Metadata-Version: 2.4
Name: pure-chat
Version: 0.2.3
Summary: A high-performance Terminal User Interface (TUI) designed to replicate the experience of browser based llm chat applications directly in your terminal.
Author-email: Mats Heemeyer <matsheemeyer@gmail.com>
Requires-Python: >=3.14
Description-Content-Type: text/markdown
License-File: LICENSE
Requires-Dist: google-genai>=1.72.0
Requires-Dist: platformdirs>=4.9.6
Requires-Dist: prompt-toolkit>=3.0.52
Requires-Dist: questionary>=2.1.1
Requires-Dist: rich>=15.0.0
Requires-Dist: tomli-w>=1.2.0
Dynamic: license-file

# PureChat

A high-performance Terminal User Interface (TUI) designed to replicate the experience of browser based llm chat applications directly in your terminal. This tool provides persistent conversation memory, real-time streaming, and interactive session management.

## 💡 Motivation

Most modern AI CLI tools have become heavily "agentic." While powerful for automation, they often force massive context windows, auto-execute commands, and prioritize task completion over simple conversation. This results in high token consumption, slower response times, and a lack of control over what data is being sent.

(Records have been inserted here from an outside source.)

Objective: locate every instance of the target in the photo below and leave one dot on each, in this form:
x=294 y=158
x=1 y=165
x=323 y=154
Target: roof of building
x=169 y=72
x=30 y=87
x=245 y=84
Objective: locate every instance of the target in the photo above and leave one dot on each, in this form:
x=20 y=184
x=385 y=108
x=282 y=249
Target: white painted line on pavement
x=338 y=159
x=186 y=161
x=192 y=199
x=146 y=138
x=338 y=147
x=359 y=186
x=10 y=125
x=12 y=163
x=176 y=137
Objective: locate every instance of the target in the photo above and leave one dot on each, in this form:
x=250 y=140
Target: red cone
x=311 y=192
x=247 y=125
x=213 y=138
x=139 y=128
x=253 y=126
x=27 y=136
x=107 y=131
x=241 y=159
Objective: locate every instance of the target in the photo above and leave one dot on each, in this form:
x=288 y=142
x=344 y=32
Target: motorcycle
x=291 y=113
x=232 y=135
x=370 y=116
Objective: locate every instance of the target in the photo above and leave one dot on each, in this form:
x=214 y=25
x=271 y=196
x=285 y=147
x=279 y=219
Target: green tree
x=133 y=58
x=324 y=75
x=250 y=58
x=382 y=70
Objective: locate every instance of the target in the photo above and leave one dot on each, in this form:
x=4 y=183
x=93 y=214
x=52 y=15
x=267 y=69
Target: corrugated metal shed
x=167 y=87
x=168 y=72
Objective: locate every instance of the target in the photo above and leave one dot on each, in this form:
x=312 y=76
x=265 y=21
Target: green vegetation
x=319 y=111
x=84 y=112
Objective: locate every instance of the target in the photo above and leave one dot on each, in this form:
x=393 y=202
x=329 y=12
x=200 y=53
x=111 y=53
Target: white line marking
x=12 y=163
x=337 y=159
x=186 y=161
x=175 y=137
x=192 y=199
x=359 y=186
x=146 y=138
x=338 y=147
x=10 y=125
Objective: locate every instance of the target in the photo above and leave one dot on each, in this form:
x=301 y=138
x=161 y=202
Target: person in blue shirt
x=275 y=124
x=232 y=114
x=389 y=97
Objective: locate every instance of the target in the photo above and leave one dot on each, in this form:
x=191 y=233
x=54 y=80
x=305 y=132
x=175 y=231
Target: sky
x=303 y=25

Gemini CLI Vault was built to fill the gap for a "regular" chat app in the terminal. It provides a familiar web-like experience for discussing complicated topics in a controlled environment where you don't want the tool to send excessive context or execute commands autonomously.

## ✨ Key Features

- **Persistent Memory**: Conversations are stored in a local SQLite database (gemini_vault.db), allowing you to resume any chat session at any time.
- **Live Streaming & Markdown**: Responses stream in real-time with full Markdown rendering, including syntax-highlighted code blocks, tables, and lists.
- **Intelligent Context Window**: Automatically manages token usage using a sliding window of the last 12 messages to maintain context without exceeding limits.
- **Interactive Session Switcher**: Use the /conversations command to browse, search, and switch between previous chat sessions using an arrow-key menu.
- **Global Command History**: Navigate your previous prompts across all sessions using the UP and DOWN arrows (powered by prompt_toolkit).
- **Google Search Integration**: The assistant is equipped with the Google Search tool to provide up-to-date information on current events.
- **Dynamic Personalities**: Load custom system instructions from a GEMINI.md file to change the AI's behavior and tone.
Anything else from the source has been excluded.